🤖 AI Summary
Existing time-complexity metrics for atomic snapshot protocols in asynchronous message-passing systems exhibit inconsistency when applied to long-running asynchronous algorithms, hindering fair cross-algorithm comparison of latency guarantees.
Method: The authors propose a unified operational latency metric tailored to asynchronous environments and design the first atomic snapshot protocol that simultaneously achieves theoretical optimality and practical robustness.

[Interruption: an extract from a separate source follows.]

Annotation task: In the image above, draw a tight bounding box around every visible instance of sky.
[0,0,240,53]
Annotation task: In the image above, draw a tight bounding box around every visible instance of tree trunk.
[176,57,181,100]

Contribution/Results: The protocol attains Ω(1) optimal latency under contention-free execution; maintains constant latency under contention; and, in fault-tolerant settings, exhibits worst-case latency linear in the number of actively concurrent faults while achieving constant amortized latency—near-optimal under adversarial scheduling. This work establishes a cohesive analytical framework for latency characterization of long-running asynchronous algorithms and introduces a new paradigm for time-complexity evaluation of distributed primitives.
📝 Abstract
This paper introduces a novel, fast atomic-snapshot protocol for asynchronous message-passing systems. In the process of defining what ``fast'' means exactly, we spot a few interesting issues that arise when conventional time metrics are applied to long-lived asynchronous algorithms. We reveal some gaps in latency claims made in earlier work on snapshot algorithms, which hamper their comparative time-complexity analysis. We then come up with a new unifying time-complexity metric that captures the latency of an operation in an asynchronous, long-lived implementation. This allows us to formally grasp latency improvements of our atomic-snapshot algorithm with respect to the state-of-the-art protocols: optimal latency in fault-free runs without contention, short constant latency in fault-free runs with contention, the worst-case latency proportional to the number of active concurrent failures, and constant, close to optimal, amortized latency.